Monday, April 11, 2022

Using WebRTC in your iOS app (what the official documentation will not tell you)

The documentation is prety extensive and when followed you can successfully get it running in both your simulator and device. However, you are in for two surprises!!!

1st Surprise

Documentation doesn't tell you about their branching strategy. If you are like me and would always keep your 'master' branch stable and in a releasable state, you are in for surprise with WebRTC repository. I will start off saying, "please don't assume the 'master' is stable". Therefore it is not wise to checkout their latest master and build the framework and use it in your app. This is what you would be doing if you just follow the instructions in the documentation. Instead what you must do is look for the 'stable' tag in their commit history. They have three main tags.

  • stable
  • beta
  • dev

Commit history can be found here https://chromiumdash.appspot.com/commits?repo=webrtc&platform=iOS

Release history can be found here https://chromiumdash.appspot.com/releases?platform=iOS

2nd Surprise

Apple has been rejecting WebRTC frameworks since April 2020. WebRTC is allegedly using private APIs. If you submit an app with a bitcode enabled WebRTC framework created following the official documentation you will get a rejection mail from Apple like the one below.
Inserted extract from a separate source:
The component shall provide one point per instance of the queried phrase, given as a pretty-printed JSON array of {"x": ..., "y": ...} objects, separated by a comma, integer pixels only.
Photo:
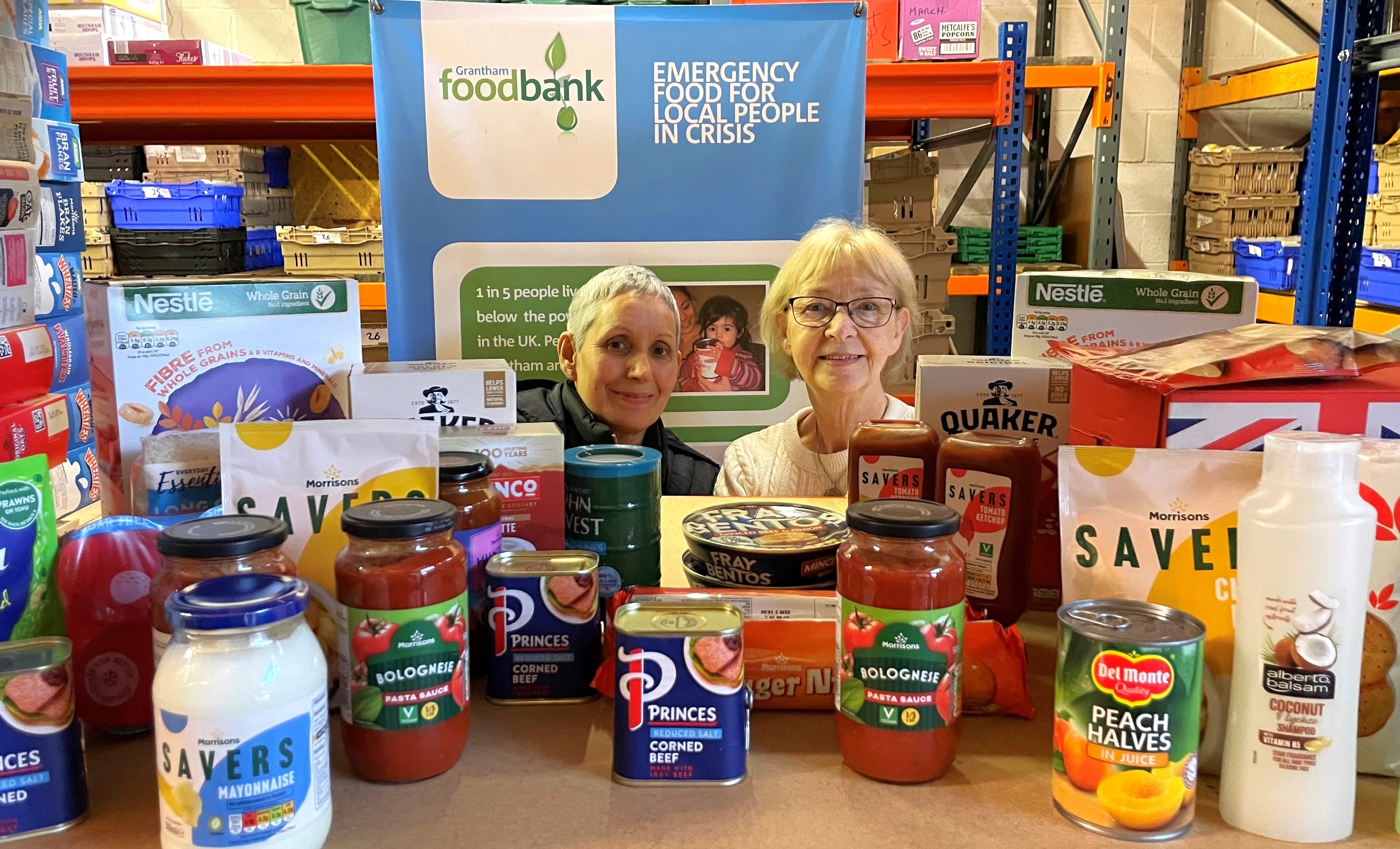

ITMS-90338: Non-public API usage - The app references non-public selectors in "My App Name": determineAppInstallationAttributionWithCompletionHandler:, didTap, initWithURLStrings:, lookupAdConversionDetails:, sdp. If method names in your source code match the private Apple APIs listed above, altering your method names will help prevent this app from being flagged in future submissions. In addition, note that one or more of the above APIs may be located in a static library that was included with your app. If so, they must be removed. For further information, visit the Technical Support Information at http://developer.apple.com/support/technical/

The issue was first reported here https://bugs.chromium.org/p/webrtc/issues/detail?id=11492&q=references%20non-public%20selectors&can=2

Brought in to attention for the second time again here https://bugs.chromium.org/p/webrtc/issues/detail?id=13925&q=references%20non-public%20selectors&can=2

Developers at Google are still not convinced that this is an issue worth their valuable time. Luckily some nice developers decided to share their fix with the rest of us. The fix is not official but I have personally tested the framework both in simulator and device. WebRTC framework is used for live audio streaming in the app I maintain. We selected WebRTC because we wanted something that works on all three platforms iOS, Android and Web. I can also confirm that it passes Apple appstore review.

Below is the link to the WebRTC repo that works in all architectures and also accepted by Apple.

https://github.com/jitsi/webrtc

Hope Google will prompt you this blog post when your WebRTC app gets rejected by Apple.